| name | neural-code-language-interpretability |
| description | Natural language hypothesis generation and verification for single-neuron selectivity. Combines vision-language models, neural digital twins, and text-to-image generation to automatically characterize what individual neurons encode across the visual hierarchy. Use for neuron interpretability, automated neuroscience discovery, digital twin validation, language-based neural characterization, closed-loop hypothesis testing. |
Neural Code Language Interpretability (NCLI)
Automated characterization of single-neuron selectivity through natural language, combining digital twins, vision-language models, and generative testing in a closed-loop framework.
Paper: "Letting the Neural Code Speak: Automated Characterization of Monkey Visual Neurons through Human Language"
Authors: Vedang Lad, Katrin Franke, Tamar Rott Shaham, Surya Ganguli, Andreas S. Tolias, Sophia Sanborn, Nikos Karantzas
arXiv: 2605.12485 (May 12, 2026)
Core Insight
Natural language can serve as a compact, interpretable coordinate system for neural selectivity — replacing mathematical models (like Gabor functions in V1) with semantic descriptions that generalize across the visual hierarchy.
Three-Stage Framework
Stage 1: Translate (Image → Text)
Convert images into detailed, reconstruction-faithful captions:
- Input: Natural images (grayscale for V1, RGB for V4)
- Model: Gemini 3.0 Pro (dense captioning)
- Key instruction: Prioritize visually grounded details sufficient for reconstruction (colors, textures, spatial relations, lighting) — NOT semantic summarization
- Validation: Regenerate images from captions using text-to-image model (Imagen 4.0), measure cosine similarity in DINOv3 embedding space
- Quality check: Matched reconstruction similarity >> random pairing similarity
Stage 2: Semantic Hypothesis (Text → Hypothesis)
Distill extreme responses into concise, testable descriptions:
- Use functional digital twin (neuron-specific readout on pretrained CNN backbone) to screen ~1.2M ImageNet images
- Identify Most Activating Images (MAIs) and Least Activating Images (LAIs) for each neuron
- Select top/bottom 15 images per neuron
- Feed their dense captions to LLM to produce:
- Excitatory hypothesis: What features drive the neuron
- Suppressive hypothesis: What features suppress the neuron (only for non-sparse neurons with baseline activity)
- Dimensions of invariance
- Spatial properties (orientation, scale)
- Sparsity threshold: Neurons with response distribution skewness < 2 are "non-sparse" (suppressible)

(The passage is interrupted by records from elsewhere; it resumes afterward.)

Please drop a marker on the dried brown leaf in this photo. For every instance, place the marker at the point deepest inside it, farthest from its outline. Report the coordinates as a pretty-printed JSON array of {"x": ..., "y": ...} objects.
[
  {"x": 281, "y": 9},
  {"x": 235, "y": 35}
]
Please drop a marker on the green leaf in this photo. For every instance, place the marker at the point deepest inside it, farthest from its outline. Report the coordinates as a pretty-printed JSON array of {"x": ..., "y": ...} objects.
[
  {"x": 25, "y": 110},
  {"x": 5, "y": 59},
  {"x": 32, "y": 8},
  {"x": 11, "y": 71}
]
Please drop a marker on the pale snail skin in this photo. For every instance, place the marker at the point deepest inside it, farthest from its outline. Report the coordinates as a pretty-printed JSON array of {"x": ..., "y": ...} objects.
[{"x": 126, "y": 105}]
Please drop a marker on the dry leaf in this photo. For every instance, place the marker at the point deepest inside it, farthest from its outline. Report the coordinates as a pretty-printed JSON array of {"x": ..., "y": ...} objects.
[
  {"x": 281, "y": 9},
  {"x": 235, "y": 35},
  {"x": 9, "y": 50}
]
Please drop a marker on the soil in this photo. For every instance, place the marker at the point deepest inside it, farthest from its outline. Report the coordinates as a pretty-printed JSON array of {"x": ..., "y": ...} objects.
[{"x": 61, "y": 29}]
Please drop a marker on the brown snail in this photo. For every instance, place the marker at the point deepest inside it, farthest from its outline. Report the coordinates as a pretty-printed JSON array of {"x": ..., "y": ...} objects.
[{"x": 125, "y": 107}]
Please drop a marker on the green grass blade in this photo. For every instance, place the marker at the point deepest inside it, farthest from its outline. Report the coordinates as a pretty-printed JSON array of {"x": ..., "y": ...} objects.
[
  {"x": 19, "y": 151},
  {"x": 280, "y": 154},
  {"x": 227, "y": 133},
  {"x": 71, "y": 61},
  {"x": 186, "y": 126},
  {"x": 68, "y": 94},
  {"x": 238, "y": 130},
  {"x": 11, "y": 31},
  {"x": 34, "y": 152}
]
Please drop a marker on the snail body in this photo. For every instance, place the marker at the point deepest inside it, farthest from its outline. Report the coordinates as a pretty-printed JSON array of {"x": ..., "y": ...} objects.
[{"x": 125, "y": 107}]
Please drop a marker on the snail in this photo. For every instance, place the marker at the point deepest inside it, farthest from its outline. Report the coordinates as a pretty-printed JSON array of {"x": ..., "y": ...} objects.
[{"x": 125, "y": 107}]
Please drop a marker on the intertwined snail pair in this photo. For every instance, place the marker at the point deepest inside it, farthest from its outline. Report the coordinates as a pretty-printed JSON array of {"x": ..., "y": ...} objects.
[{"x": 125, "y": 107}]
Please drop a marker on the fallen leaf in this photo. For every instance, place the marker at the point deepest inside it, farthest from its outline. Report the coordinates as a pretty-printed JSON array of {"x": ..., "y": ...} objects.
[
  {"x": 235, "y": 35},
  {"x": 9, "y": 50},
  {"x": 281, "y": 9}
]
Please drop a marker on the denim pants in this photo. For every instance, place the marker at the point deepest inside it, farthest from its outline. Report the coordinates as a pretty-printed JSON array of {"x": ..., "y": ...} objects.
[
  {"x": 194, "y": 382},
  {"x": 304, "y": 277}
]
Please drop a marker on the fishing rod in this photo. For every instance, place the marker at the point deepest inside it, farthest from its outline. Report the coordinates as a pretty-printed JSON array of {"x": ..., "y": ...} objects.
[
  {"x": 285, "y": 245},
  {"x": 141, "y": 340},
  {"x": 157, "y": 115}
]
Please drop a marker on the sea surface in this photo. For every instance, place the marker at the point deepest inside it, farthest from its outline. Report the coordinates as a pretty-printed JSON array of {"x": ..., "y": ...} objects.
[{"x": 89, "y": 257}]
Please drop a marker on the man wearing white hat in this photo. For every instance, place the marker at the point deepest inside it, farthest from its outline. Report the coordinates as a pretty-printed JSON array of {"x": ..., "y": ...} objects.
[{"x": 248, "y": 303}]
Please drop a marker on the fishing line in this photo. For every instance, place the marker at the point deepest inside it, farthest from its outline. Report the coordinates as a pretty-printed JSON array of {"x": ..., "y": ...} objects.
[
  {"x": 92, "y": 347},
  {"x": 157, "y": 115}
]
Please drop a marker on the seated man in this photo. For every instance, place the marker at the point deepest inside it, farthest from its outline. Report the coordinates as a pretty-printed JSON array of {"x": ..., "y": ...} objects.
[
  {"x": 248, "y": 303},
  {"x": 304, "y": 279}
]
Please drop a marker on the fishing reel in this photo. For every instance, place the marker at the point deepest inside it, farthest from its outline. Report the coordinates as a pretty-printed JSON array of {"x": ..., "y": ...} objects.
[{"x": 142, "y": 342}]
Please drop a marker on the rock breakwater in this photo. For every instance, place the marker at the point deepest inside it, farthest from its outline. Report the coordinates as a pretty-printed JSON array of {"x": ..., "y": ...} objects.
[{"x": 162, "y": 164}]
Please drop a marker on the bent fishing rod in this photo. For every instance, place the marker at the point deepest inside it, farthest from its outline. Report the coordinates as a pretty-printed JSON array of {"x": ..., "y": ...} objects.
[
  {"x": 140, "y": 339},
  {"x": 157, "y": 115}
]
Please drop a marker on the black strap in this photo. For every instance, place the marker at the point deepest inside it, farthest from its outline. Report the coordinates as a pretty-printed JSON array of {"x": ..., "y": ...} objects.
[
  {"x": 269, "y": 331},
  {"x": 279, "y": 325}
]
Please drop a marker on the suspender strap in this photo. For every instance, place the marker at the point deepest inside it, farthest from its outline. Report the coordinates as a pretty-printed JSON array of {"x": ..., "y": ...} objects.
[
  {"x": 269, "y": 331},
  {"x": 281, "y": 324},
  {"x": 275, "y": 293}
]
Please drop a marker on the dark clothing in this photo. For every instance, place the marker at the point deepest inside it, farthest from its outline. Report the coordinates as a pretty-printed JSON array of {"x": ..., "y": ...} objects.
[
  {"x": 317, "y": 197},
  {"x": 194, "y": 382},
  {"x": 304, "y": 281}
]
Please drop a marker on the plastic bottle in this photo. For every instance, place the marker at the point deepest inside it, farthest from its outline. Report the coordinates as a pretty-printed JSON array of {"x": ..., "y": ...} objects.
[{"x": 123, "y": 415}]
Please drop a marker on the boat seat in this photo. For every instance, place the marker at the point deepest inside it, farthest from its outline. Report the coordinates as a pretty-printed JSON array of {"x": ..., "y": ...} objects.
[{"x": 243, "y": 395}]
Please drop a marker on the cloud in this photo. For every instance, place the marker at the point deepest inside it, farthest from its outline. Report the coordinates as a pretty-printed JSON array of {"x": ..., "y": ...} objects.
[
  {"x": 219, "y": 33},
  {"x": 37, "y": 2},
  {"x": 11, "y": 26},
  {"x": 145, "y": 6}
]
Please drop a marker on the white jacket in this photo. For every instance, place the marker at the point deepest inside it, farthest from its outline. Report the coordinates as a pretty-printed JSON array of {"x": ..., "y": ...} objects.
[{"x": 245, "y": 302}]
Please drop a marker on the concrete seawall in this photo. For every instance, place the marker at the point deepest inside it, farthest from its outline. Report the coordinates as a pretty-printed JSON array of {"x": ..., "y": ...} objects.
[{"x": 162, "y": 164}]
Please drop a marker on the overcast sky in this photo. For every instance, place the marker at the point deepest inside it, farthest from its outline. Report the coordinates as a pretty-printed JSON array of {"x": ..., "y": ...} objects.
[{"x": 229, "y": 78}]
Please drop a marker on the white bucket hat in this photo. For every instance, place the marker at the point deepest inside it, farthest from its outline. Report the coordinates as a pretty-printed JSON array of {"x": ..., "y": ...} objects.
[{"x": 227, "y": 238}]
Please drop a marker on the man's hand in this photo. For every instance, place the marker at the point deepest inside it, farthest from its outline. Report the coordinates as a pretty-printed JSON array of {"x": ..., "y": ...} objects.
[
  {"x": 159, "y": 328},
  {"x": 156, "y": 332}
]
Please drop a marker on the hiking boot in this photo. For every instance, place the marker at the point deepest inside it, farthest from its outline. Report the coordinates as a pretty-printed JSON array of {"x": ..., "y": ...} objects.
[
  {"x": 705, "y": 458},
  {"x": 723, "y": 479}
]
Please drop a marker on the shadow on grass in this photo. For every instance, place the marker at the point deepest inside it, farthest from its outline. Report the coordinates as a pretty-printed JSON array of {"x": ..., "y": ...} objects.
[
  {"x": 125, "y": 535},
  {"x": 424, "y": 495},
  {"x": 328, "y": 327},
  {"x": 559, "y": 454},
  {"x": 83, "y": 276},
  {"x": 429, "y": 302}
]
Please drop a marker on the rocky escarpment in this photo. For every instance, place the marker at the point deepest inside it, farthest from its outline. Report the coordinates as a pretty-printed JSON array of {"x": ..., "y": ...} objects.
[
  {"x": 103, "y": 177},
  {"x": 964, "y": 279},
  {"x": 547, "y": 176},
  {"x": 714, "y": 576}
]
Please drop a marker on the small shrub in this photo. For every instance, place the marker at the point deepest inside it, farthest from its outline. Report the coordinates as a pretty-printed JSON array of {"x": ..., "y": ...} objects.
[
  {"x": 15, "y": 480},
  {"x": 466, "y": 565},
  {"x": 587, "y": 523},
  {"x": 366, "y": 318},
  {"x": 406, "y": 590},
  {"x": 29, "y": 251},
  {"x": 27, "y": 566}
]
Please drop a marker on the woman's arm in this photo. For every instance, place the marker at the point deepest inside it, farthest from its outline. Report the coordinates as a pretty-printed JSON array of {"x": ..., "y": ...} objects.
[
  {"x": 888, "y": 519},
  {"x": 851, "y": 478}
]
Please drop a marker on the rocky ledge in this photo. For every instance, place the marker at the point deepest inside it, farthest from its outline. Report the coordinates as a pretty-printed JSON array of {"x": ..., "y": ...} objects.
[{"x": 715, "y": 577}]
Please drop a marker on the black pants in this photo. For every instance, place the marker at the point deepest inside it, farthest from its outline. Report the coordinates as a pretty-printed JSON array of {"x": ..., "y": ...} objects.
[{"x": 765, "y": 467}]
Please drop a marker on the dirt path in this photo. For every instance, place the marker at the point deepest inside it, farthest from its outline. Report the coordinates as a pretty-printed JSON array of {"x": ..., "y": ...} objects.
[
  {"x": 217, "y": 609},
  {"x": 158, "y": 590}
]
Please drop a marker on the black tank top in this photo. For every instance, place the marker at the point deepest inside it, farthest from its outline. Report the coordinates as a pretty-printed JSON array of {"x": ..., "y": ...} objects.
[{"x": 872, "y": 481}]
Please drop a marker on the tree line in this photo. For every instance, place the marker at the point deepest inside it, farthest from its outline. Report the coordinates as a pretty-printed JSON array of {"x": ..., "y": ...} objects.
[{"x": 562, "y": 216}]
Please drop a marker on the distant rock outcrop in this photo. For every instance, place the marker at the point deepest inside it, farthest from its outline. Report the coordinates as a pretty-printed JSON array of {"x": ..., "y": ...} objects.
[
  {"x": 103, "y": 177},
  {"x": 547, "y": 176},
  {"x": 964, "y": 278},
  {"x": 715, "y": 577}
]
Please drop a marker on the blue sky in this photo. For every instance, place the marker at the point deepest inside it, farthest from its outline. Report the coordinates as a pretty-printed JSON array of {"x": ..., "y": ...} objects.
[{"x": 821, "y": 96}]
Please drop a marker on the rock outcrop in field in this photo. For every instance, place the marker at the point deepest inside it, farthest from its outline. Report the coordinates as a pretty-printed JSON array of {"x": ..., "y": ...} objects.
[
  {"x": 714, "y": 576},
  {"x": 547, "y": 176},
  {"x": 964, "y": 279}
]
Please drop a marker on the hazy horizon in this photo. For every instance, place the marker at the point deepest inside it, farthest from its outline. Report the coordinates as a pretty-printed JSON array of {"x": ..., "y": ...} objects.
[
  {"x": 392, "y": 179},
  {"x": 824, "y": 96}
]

- Results span visual hierarchy: V1 = oriented edges, spatial frequency; V4 = conjunctions of form, color, texture
Stage 3: Verification (Hypothesis → Image → Response)
Closed-loop generative testing:
- LLM expands hypothesis into multiple diverse text prompts
- Text-to-image model synthesizes novel stimuli from prompts
- Digital twin predicts neural responses to generated images
- Spatial optimization: Affine transformations (rotation, scale, translation) to find best receptive field alignment
- Control: Same spatial optimization on random images (controls for spatial-only effects)
Success criterion: Generated images drive neuron to extreme percentiles of natural image response distribution
Key Results
| Metric | V1 | V4 |
|---|
| Activating hypothesis success rate (>95th percentile) | >96% | >96% |
| Suppressing hypothesis success rate (<5th percentile) | 56% | 97.6% |
| Random image baseline | ~10% | ~10% |
- V4 suppression is highly describable in language (97.6%), V1 suppression is not (56%)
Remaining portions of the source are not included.